When the conflict is defined as a war against "terrorism," or against a particular non-state armed group and unnamed "associated forces" -- without regard as to whether they have the requisite organization, where they are located, or the intensity of armed confrontations -- it's no longer an armed conflict for the purposes of international law. The looser laws of war do not apply when there is no actual armed conflict. In the absence of organized parties with fighters following a clear command structure and sustained hostilities of the requisite intensity, international human rights law - and not IHL - sets the rules. In such situations, a state cannot use lethal force to target someone except in the extraordinary circumstance where that person is posing an imminent threat to life and lethal force is necessary to neutralize the threat.
What the U.S. Congress is now poised to consider is a war authorization that would, at best, replicate and potentially aggravate the problems of the existing AUMFs, undermining both the laws of war and international human rights law. It would represent Congress giving a new stamp of approval to the administration's already dramatically stepped-up use of lethal force. With reports of civilian casualties and unlawful killings mounting, and with little official acknowledgment or effective investigation of alleged violations, this sends the wrong message to the White House.

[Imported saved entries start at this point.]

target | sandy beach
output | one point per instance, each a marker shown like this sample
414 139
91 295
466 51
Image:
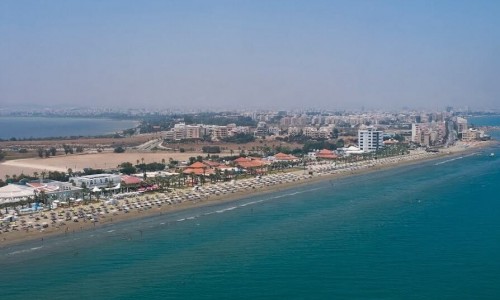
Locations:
77 162
84 217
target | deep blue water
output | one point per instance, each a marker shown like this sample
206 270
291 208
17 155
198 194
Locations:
39 127
425 231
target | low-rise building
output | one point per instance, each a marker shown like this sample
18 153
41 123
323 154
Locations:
97 180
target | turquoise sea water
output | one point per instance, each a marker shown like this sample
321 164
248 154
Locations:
425 231
38 127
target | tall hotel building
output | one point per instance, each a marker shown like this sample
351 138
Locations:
370 140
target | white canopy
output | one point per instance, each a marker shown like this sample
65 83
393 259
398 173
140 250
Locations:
15 192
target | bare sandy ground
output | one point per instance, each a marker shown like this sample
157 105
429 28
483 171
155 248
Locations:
70 227
79 161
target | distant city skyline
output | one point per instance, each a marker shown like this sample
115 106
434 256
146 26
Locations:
250 54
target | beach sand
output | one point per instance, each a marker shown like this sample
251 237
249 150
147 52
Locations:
77 162
321 172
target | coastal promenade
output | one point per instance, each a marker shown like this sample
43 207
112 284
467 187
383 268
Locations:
69 220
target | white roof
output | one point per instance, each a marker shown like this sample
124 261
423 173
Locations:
15 192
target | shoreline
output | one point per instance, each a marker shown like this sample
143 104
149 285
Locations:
151 204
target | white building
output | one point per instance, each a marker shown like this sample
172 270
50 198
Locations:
98 180
370 140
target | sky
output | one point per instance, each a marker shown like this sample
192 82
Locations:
270 54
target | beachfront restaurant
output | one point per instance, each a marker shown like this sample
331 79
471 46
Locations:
47 191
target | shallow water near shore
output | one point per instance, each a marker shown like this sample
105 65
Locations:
428 230
42 127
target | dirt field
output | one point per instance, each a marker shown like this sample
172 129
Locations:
79 161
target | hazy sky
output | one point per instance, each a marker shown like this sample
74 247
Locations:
255 54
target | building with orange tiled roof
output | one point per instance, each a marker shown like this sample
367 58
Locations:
284 157
326 154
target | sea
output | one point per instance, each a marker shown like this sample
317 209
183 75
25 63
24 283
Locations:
429 230
43 127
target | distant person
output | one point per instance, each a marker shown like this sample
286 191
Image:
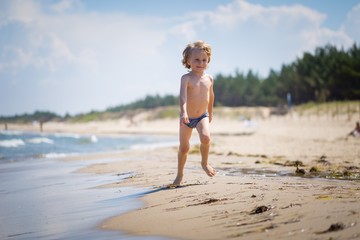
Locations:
196 106
356 131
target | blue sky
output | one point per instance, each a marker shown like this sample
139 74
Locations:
74 56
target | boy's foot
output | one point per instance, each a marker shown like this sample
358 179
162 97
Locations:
210 171
177 181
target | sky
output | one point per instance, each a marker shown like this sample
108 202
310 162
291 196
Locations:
76 56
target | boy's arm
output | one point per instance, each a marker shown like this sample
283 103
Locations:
211 99
183 99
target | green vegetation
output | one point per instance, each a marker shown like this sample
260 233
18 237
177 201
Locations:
328 75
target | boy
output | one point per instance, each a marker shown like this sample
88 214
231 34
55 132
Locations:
196 105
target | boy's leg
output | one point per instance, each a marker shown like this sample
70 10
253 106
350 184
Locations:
184 138
203 129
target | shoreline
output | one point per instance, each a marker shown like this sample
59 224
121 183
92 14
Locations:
224 206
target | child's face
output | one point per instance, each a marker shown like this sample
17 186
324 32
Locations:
198 60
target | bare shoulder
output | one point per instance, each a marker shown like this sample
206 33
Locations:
185 77
210 78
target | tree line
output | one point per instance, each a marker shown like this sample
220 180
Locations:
328 74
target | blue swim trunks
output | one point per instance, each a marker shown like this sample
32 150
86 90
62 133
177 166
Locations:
194 121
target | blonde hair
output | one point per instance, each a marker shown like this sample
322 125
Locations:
201 45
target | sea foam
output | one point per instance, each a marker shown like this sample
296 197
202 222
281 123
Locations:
40 140
12 143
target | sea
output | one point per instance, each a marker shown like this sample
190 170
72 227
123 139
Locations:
44 197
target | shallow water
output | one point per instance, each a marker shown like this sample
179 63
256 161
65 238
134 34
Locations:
41 197
45 199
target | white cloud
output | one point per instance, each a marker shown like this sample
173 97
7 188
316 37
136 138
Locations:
352 24
99 59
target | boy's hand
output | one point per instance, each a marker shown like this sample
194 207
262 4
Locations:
185 118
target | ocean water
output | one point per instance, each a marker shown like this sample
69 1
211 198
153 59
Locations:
43 197
21 146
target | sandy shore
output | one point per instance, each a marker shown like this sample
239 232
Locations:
256 194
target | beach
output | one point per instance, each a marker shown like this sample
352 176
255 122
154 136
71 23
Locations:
278 177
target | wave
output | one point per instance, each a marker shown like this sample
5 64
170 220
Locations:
12 143
10 132
40 140
67 135
55 155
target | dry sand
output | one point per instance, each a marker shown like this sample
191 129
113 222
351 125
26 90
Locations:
256 194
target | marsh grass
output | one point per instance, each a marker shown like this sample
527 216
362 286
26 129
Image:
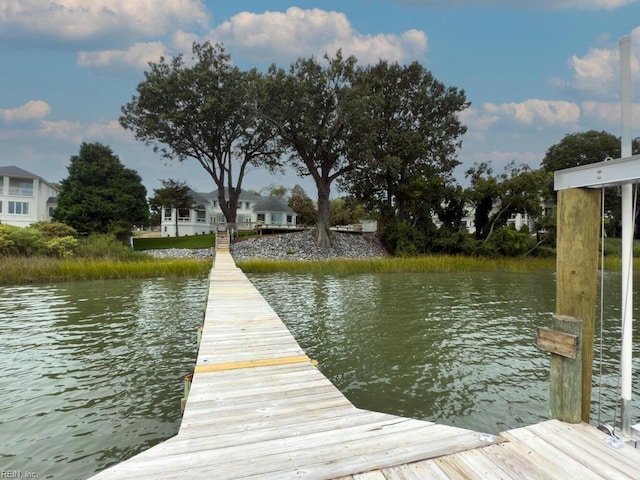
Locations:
439 263
21 270
192 241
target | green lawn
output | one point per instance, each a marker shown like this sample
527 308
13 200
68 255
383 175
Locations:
195 241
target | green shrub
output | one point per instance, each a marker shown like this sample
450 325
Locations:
7 247
62 247
27 241
105 246
55 229
510 242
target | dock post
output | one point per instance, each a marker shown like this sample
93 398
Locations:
563 340
577 272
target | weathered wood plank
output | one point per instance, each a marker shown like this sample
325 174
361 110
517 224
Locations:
546 456
589 448
268 420
560 343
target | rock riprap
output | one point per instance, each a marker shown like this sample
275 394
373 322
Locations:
301 246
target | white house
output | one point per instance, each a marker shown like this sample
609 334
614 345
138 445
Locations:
254 212
25 198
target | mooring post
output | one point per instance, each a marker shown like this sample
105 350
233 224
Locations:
562 340
577 273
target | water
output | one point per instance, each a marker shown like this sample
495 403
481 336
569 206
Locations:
455 348
92 372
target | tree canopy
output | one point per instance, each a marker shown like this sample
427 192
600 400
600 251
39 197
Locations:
174 194
410 140
312 106
204 110
100 195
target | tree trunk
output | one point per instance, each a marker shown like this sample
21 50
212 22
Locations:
322 227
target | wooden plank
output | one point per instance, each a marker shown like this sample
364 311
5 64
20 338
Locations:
255 395
546 456
518 466
577 272
590 450
428 470
560 343
263 362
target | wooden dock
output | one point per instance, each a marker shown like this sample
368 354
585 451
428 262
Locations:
260 409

Legislation that reaffirms the dangerous and misguided notion that the United States is in an open-ended conflict on a global "battlefield" against vaguely defined and even unidentified armed groups around the world blurs the important distinction between armed conflict and other forms of violence - put simply: war and violence outside of war - and places lives and rights at risk. It would endanger not only the millions of people in the areas where the United States is already using lethal force, but also potentially millions of others, should the administration decide to interpret the new authority to extend to members of the relevant armed groups who live in countries where the U.S. is not currently bombing. It is a gravely dangerous step that invites unlawful killings, civilian casualties, war crimes and human rights violations--as well as emulation by other countries. It also risks undermining the laws of war and international law as a whole.
Surely, this is not what Corker and his colleagues intend. But in the effort to exercise responsible oversight of how the United States is using lethal force, senators shouldn't rush to pass a new law that could perpetuate and even expand unlawful killings and other violations, and expose U.S. forces to liability for crimes under international law. Instead, lawmakers should engage in a careful and deliberate process that considers the broader U.S. strategy that respects and supports the laws of war and human rights law. Congress should also consider carefully both the immediate and long-term consequences for the international rule of law if it permits the entrenchment and expansion of the current global war model.